2003 Founders' Celebration Events
Debating the Virtues & Vices of Affirmative Action in Higher Education
March 31, 2003
This panel of scholars debated the constitutionality, integrity, and morality of race-conscious admissions programs in higher education. The panelists offered their criticisms of higher education admissions programs like the University of Michigan's programs challenged in the Gratz and Grutter "affirmative action" cases before the Supreme Court on April 1, 2003. They speculated on the likely decision of the High Court and argued under what rationale the Court would make its ruling. The panelists challenged each other and fielded questions from the audience in a non-traditional format. This debate was for everyone interested in the legacy of racism, the hope for a "truly color-blind society," and the achievement of the best America, which seeks to judge all people "not on the color of their skin, but on the content of their character."
Registration & Welcome Reception
Opening Remarks By Dean Claudio Grossman
Dynamic Debate & Q&A Session
Guest SpeakersPANELISTS: IN OPPOSITION
MARTIN D. CARCIERI, PH.D
Assistant Professor of Political Science, University of Tennessee, Knoxville
Author of "The Sixth Circuit and Grutter v.

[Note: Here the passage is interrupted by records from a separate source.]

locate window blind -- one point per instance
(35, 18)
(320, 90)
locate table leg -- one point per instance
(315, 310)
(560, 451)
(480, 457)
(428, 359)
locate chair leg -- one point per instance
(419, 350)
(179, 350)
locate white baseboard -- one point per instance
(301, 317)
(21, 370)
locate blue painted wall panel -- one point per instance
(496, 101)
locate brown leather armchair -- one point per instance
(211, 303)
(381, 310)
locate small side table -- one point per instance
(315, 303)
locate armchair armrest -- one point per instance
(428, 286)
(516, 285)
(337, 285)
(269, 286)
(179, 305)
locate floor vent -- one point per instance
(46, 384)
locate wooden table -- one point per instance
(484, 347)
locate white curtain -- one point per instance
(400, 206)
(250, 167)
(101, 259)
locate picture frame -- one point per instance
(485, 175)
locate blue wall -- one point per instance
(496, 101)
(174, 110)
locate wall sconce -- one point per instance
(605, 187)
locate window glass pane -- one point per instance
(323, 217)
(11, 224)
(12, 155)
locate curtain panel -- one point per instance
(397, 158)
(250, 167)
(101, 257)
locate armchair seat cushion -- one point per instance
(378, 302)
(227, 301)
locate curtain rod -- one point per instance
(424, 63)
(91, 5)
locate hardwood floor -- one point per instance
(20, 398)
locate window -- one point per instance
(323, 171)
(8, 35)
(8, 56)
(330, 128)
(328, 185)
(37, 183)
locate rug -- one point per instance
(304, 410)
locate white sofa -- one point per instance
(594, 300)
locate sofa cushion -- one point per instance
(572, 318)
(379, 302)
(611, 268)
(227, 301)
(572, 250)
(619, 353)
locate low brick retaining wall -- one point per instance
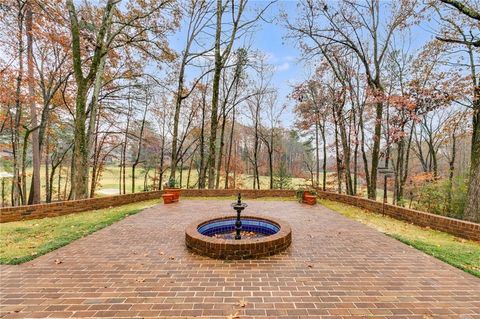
(453, 226)
(10, 214)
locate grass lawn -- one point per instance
(244, 199)
(458, 252)
(25, 240)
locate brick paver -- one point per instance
(335, 268)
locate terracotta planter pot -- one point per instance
(168, 198)
(309, 199)
(174, 191)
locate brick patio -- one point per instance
(335, 267)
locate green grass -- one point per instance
(458, 252)
(109, 181)
(25, 240)
(232, 198)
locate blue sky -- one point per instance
(285, 55)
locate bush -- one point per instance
(441, 198)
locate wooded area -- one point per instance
(86, 86)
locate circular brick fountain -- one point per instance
(261, 237)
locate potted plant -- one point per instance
(307, 196)
(171, 188)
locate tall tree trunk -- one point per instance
(472, 208)
(215, 95)
(317, 151)
(140, 143)
(201, 169)
(222, 144)
(372, 189)
(230, 145)
(324, 166)
(176, 117)
(17, 194)
(35, 189)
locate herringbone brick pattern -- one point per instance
(140, 267)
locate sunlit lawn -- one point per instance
(461, 253)
(25, 240)
(109, 181)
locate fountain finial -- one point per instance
(238, 207)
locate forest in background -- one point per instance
(88, 89)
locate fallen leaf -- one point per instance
(233, 316)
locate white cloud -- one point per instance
(283, 67)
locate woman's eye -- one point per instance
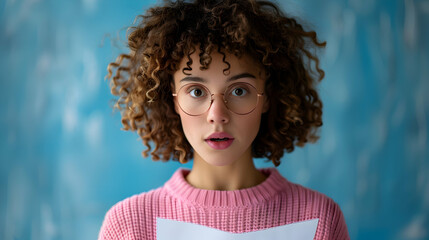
(239, 92)
(196, 92)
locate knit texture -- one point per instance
(274, 202)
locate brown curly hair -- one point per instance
(166, 34)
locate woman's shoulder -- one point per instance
(128, 218)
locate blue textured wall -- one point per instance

Bollinger: Diversity and Distortion" and "Ten Fallacies of the Affirmative Action Debate."; Former Assistant Professor of Political Science, University of North Florida; Former Adjunct Professor of Law, Florida Coastal School of Law; Former Adjunct Professor of Law, Western State University College of Law; Former Adjunct Professor of Law, Southern Institute of Law
"I predict that the Supreme Court will rule against Michigan in both pending cases based on problems at least three levels: (1) The threshold question whether Bakke, specifically Powell's diversity ruling, is controlling authority; (2) assuming that it is, whether diversity as presented in these cases can satisfy the ends prong of Equal Protection analysis, and (3) assuming that it can, whether the means Michigan uses are narrowly tailored to advancing that diversity."
RICHARD D. KAHLENBERG
Senior Fellow, The Century Foundation
Author of The Remedy: Class, Race, and Affirmative Action, "Class-based Affirmative Action in College Admissions," and "Class-based Affirmative Action."; Executive director, The Century Foundation Task Force on the Common School Former Fellow, Center for National Policy; Former Visiting Professor of Law, George Washington University; Former legislative assistant, Senator Charles S. Robb (D-VA)

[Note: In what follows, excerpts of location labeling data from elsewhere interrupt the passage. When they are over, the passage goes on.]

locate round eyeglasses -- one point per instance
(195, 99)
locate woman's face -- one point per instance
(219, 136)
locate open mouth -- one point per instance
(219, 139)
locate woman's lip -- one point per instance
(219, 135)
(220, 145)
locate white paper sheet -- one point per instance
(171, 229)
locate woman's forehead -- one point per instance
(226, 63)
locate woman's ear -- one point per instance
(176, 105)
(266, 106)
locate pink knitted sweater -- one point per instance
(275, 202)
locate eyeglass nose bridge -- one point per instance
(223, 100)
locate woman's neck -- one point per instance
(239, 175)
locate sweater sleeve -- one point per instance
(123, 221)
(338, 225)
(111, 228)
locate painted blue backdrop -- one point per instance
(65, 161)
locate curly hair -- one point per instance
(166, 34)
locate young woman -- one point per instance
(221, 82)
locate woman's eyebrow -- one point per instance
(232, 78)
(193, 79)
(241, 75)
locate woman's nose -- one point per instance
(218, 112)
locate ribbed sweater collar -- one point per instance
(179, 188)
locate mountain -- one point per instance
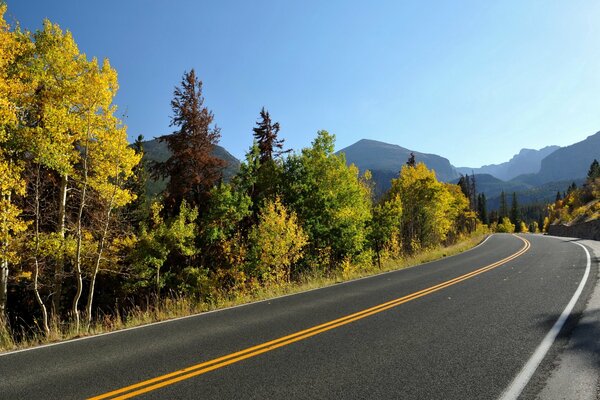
(528, 161)
(385, 160)
(159, 152)
(540, 194)
(567, 163)
(493, 186)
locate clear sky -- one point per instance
(473, 81)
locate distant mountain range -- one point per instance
(535, 175)
(385, 160)
(157, 151)
(528, 161)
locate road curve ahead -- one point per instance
(459, 328)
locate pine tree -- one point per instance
(482, 208)
(594, 171)
(503, 212)
(192, 168)
(265, 135)
(139, 209)
(514, 210)
(412, 162)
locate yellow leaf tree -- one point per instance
(12, 46)
(276, 243)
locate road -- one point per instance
(459, 328)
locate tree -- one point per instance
(505, 226)
(192, 169)
(11, 181)
(594, 171)
(331, 200)
(227, 209)
(276, 243)
(386, 225)
(411, 160)
(265, 134)
(268, 173)
(161, 239)
(139, 208)
(503, 211)
(514, 210)
(52, 122)
(425, 204)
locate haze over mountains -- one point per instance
(536, 175)
(528, 161)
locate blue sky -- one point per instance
(473, 81)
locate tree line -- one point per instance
(80, 239)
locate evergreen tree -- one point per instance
(192, 169)
(138, 209)
(514, 210)
(594, 171)
(268, 172)
(412, 162)
(503, 212)
(482, 208)
(265, 135)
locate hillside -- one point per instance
(159, 152)
(542, 194)
(567, 163)
(528, 161)
(493, 186)
(385, 160)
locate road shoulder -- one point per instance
(577, 371)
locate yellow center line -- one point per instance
(220, 362)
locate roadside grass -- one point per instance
(175, 307)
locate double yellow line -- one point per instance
(211, 365)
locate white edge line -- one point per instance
(513, 391)
(200, 314)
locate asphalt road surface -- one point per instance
(459, 328)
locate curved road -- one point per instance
(459, 328)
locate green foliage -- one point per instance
(505, 226)
(426, 202)
(330, 199)
(386, 226)
(175, 236)
(276, 243)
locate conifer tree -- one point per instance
(514, 210)
(192, 168)
(265, 134)
(412, 162)
(503, 212)
(594, 171)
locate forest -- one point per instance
(83, 248)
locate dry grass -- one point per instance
(182, 306)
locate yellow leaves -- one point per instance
(277, 242)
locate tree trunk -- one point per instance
(78, 274)
(59, 267)
(4, 273)
(97, 263)
(36, 271)
(3, 288)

"My central argument is that we should replace racial preferences in higher education with economic preferences -- a leg up to high achieving economically disadvantaged students of all races who have overcome obstacles. The thesis is outlined in my book, The Remedy: Class, Race, and Affirmative Action (Basic Books, 1996)."
PANELISTS: IN SUPPORT
Visiting Professor of Law, American University Washington College of Law
Professor Hutchinson is a Visiting Professor at the Washington College of Law and an Associate Professor at Southern Methodist University School of Law. After his visit at WCL, Professor Hutchinson will join the faculty as a Associate Professor with tenure. Professor Hutchinson teaches and writes in the areas of Constitutional Law, Critical Race Theory, Law and Sexuality, and Identity Politics, and he has written several articles on Equal Protection jurisprudence.
JAMIN B. RASKIN
Professor of Law, American University Washington College of Law
Author of Overruling Democracy: The Supreme Court versus the American People and "Wise or unwise, affirmative action clearly is constitutional."; Co-director, Program on Law and Government, American University, Washington College of Law; Founder, Marshall-Brennan Fellows Program, American University, Washington College of Law; Former General Counsel, National Rainbow Coalition; Former Assistant Attorney General, Commonwealth of Massachusetts.

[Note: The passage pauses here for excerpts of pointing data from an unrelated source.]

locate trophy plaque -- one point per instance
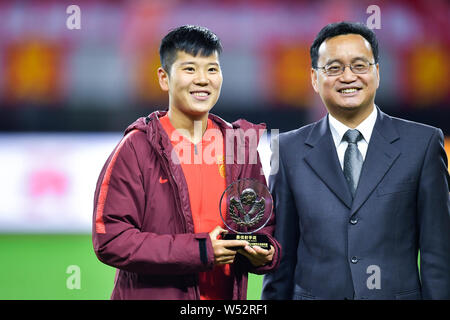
(248, 208)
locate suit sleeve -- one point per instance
(118, 213)
(279, 284)
(434, 221)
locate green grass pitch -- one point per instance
(34, 267)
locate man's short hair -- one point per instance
(190, 39)
(340, 28)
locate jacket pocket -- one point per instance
(302, 294)
(396, 188)
(415, 294)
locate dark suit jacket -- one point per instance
(334, 247)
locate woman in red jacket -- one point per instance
(155, 207)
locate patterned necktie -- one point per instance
(352, 159)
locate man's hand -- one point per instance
(257, 255)
(223, 252)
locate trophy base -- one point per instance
(260, 240)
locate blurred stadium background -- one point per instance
(66, 96)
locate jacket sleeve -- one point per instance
(118, 213)
(434, 221)
(279, 284)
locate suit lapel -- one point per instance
(380, 156)
(324, 161)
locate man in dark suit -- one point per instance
(359, 194)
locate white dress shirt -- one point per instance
(338, 129)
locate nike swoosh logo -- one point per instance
(161, 180)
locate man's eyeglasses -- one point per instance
(337, 68)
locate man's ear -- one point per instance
(163, 78)
(314, 80)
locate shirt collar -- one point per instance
(338, 129)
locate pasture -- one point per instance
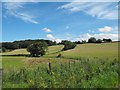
(86, 66)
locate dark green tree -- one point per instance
(92, 40)
(37, 49)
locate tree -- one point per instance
(68, 45)
(92, 40)
(37, 49)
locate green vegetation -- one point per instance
(85, 66)
(68, 45)
(37, 49)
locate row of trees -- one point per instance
(24, 43)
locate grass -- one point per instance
(104, 50)
(16, 52)
(86, 66)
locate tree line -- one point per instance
(39, 46)
(24, 43)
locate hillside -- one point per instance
(81, 50)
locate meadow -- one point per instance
(86, 66)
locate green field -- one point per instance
(86, 66)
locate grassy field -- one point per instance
(86, 66)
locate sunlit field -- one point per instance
(86, 66)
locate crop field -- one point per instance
(86, 66)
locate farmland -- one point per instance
(86, 66)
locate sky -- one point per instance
(74, 21)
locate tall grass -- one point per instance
(84, 73)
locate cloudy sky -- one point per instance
(59, 20)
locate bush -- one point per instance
(68, 45)
(37, 49)
(99, 41)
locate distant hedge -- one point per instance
(68, 45)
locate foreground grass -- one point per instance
(86, 66)
(85, 73)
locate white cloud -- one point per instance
(16, 9)
(47, 30)
(58, 40)
(105, 29)
(59, 0)
(86, 36)
(50, 36)
(101, 10)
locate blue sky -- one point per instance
(59, 20)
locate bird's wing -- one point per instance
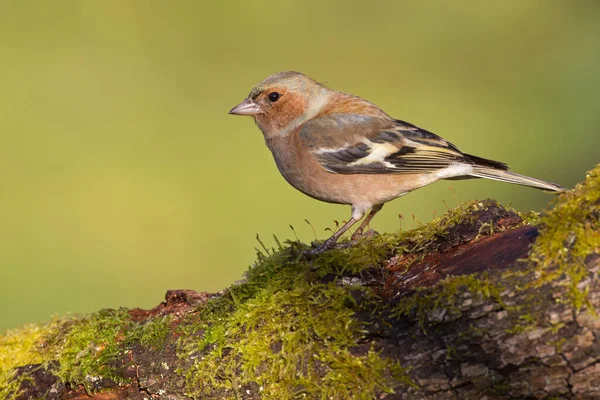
(357, 144)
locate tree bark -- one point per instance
(473, 306)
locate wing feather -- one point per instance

"Whether you like affirmative action or despise it, all Americans ought to agree that the Supreme Court should only prohibit affirmative action in college admission if the U.S. Constitution itself forbids it. . . . Any serious reading of the Constitution tells us no. Conservatives used to know the difference between a constitutional question and a policy question. But that was long ago. The Rehnquist court, drunk on its own power, sorely will be tempted now to force all 50 states to drop any use of racial and ethnic diversity as a factor in higher-education admissions. The justices think they will be striking a blow for color-blindness, but they really will be striking a blow for “Constitution-blindness."